Entre o homem e a organização prescrita para a realização do trabalho existe, por vezes, um espaço de liberdade que autoriza uma negociação, invenções e acções de modulação do modo operatório, isto é, uma invenção / sugestão do trabalhador sobre a própria organização do trabalho, para adaptá-la às necessidades e desejos da organização para a qual trabalha, dos clientes a quem presta serviço e, acima de tudo, do próprio trabalhador, que é aquele que mais fica satisfeito com o sucesso do seu trabalho! Exemplos disso são verificados quando os trabalhadores dão sugestões para um melhor funcionamento e qualidade do seu serviço, sendo construtivamente quer declarados, quer ouvidos!
E aqui há que fazer um esclarecimento científico: para esta colaboração existir não são necessárias mais (ou menos...) compensações monetárias, pois trata-se de uma necessidade / potencialidade humana e social, basta haver predisposição para a organização a receber! A vontade de trabalhar bem, com prazer naquilo que se faz é uma porta que está sempre aberta em todos os trabalhadores de todas as organizações, pois na verdade ninguém quer trabalhar mal! Talvez por aqui se possa concluir o fracasso do mito da privatização para obrigar os trabalhadores das empresas públicas a trabalharem “como deve ser”, pois o autoritarismo, que aparece “vestido” de rigor profissional (ou a ameaça de despedimento...) não facilitam a contribuição das pessoas, antes pelo contrário, seja num empresa pública, seja numa privada! ...
Porém, quando a tal negociação que abordei no início do artigo não existe, devido à “surdez” egocêntrica e medrosa de não ter mão firme nos seus “súbditos”, por vezes, diagnosticada a muitos administradores e gestores ou a processos burocráticos destruidores, a relação homem-organização do trabalho fica bloqueada e entra-se no domínio do sofrimento dos trabalhadores e do modo como os trabalhadores reagem a esse sofrimento! E aí, sim, nascem o mau serviço, as más relações dentro do trabalho, absentismo, doenças no trabalho, stress (e consequentemente a baixa produtividade...), que no fundo não são uma “doença” (que no universo cultural português, muitas vezes displicentemente, se aponta aos funcionários públicos), são sim um sintoma que nos sugere a “doença” que atrás descrevi : a falta de negociação, invenções e acções entre os trabalhadores e seus superiores sobre a própria organização do trabalho!

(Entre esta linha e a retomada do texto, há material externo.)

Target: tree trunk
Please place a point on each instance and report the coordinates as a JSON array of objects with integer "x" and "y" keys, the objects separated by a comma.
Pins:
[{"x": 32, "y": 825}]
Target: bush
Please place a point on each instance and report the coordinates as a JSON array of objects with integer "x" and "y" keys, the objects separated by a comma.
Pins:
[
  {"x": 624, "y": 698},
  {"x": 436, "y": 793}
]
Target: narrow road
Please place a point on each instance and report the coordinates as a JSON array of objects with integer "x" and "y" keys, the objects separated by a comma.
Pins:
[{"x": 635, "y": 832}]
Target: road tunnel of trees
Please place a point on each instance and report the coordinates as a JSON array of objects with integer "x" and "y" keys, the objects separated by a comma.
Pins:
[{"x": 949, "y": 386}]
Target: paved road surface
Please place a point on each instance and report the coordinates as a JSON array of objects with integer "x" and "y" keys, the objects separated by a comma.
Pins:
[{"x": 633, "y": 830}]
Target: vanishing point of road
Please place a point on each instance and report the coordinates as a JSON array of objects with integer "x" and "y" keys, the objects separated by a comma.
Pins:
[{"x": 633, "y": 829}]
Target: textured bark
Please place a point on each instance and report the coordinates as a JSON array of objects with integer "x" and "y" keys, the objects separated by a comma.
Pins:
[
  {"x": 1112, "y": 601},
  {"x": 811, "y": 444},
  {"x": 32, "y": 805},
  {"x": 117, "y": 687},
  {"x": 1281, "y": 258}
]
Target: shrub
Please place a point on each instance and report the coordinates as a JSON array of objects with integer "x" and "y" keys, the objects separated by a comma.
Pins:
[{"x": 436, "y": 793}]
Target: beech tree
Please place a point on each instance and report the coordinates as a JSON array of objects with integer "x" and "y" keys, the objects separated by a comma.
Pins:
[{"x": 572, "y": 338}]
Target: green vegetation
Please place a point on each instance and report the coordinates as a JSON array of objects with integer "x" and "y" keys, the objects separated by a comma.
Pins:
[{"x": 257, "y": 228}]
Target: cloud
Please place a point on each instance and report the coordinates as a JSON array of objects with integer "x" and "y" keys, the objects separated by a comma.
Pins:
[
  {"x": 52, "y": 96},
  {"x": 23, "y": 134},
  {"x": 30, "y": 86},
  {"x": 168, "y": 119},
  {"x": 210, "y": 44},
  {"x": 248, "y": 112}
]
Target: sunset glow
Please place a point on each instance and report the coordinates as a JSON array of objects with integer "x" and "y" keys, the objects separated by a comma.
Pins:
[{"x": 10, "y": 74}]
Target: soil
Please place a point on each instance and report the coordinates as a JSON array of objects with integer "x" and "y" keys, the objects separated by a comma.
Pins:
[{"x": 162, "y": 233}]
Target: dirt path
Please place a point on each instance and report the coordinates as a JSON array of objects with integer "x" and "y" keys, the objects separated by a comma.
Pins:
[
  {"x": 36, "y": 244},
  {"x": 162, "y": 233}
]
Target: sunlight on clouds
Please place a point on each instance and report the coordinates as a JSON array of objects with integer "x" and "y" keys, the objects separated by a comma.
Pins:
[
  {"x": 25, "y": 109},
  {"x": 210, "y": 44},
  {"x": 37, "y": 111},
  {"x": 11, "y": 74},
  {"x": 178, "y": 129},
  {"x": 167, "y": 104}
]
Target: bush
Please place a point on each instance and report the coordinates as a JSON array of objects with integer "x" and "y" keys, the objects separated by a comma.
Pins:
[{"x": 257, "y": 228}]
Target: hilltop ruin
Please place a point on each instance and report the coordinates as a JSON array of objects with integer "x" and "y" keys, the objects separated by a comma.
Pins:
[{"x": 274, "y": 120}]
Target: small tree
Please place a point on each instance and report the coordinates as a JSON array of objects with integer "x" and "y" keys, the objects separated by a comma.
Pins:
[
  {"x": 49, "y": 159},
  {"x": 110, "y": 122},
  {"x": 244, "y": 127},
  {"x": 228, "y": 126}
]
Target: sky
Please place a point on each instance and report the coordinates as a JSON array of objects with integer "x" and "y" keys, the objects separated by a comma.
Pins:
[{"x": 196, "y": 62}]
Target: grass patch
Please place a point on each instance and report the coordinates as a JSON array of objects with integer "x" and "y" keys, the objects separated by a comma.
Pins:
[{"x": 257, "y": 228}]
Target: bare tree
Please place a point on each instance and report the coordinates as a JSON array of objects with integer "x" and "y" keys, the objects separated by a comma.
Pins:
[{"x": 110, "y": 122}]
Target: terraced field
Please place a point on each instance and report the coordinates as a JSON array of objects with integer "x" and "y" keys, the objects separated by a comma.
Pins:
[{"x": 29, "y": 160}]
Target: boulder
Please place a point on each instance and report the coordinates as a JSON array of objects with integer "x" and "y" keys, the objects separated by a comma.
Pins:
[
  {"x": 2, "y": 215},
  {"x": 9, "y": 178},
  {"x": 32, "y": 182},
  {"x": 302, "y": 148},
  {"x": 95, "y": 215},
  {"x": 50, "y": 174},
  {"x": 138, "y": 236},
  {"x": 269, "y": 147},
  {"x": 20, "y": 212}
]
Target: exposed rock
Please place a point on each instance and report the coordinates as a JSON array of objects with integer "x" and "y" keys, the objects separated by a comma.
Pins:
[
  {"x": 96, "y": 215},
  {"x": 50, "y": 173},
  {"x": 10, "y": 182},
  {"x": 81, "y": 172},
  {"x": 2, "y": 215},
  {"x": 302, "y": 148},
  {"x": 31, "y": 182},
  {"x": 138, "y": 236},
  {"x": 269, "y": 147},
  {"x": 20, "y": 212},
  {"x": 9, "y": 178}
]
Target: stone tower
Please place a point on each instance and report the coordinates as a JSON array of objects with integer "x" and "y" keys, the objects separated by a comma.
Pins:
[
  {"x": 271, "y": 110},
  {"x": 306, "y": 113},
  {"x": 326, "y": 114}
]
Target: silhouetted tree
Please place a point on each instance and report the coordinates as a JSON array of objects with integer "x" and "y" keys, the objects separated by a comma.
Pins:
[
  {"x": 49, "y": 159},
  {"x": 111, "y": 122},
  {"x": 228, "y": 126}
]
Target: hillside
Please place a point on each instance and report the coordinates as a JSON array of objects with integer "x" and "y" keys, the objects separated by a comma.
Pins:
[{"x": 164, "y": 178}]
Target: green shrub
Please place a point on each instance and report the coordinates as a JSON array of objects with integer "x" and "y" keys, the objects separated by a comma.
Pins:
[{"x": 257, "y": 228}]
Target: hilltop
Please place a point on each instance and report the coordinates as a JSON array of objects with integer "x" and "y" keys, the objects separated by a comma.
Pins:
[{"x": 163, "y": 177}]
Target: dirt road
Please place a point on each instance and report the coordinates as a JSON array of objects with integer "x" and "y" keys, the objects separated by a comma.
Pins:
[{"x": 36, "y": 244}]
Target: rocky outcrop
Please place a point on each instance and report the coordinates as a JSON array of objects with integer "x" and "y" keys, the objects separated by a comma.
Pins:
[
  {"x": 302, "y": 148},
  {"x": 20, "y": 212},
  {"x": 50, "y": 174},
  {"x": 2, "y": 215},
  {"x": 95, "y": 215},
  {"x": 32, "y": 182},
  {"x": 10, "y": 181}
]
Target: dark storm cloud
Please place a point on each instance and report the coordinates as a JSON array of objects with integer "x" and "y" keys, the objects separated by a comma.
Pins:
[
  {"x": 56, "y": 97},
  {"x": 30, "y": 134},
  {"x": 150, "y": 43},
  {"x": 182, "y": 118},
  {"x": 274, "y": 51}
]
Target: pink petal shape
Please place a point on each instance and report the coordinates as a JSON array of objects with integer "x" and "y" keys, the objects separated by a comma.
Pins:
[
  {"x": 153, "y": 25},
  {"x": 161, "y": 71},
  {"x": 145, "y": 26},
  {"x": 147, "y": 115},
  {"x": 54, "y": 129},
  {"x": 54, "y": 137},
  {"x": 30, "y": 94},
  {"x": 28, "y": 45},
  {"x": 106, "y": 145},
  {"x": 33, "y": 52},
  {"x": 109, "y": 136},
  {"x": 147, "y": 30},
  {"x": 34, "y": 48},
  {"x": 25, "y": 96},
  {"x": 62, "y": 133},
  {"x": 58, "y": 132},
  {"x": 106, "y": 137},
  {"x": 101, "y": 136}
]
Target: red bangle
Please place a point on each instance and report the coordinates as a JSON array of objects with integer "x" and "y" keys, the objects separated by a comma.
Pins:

O indivíduo, neste caso o trabalhador, dispõe de muitas vias de descarga da sua energia. Essas vias de descarga são três: via psíquica, via motora e via visceral. A primeira é saudável, enquanto que as duas seguintes nem sempre são.
Segundo Freud (1968), tomado pela sua energia pulsional direccionada para o trabalho, um sujeito pode eventualmente produzir criatividade e envolvimento, que são representações mentais que podem, às vezes, ser suficientes para descarregar o essencial da tensão interior. Outro sujeito não conseguirá relaxar-se por esse meio e deverá utilizar a sua musculatura: fuga, crise de raiva motora, actuação agressiva, violência, oferecendo toda uma gama de “descargas psicomotoras” (quem não viu já pessoas a “explodirem” por causa do trabalho?).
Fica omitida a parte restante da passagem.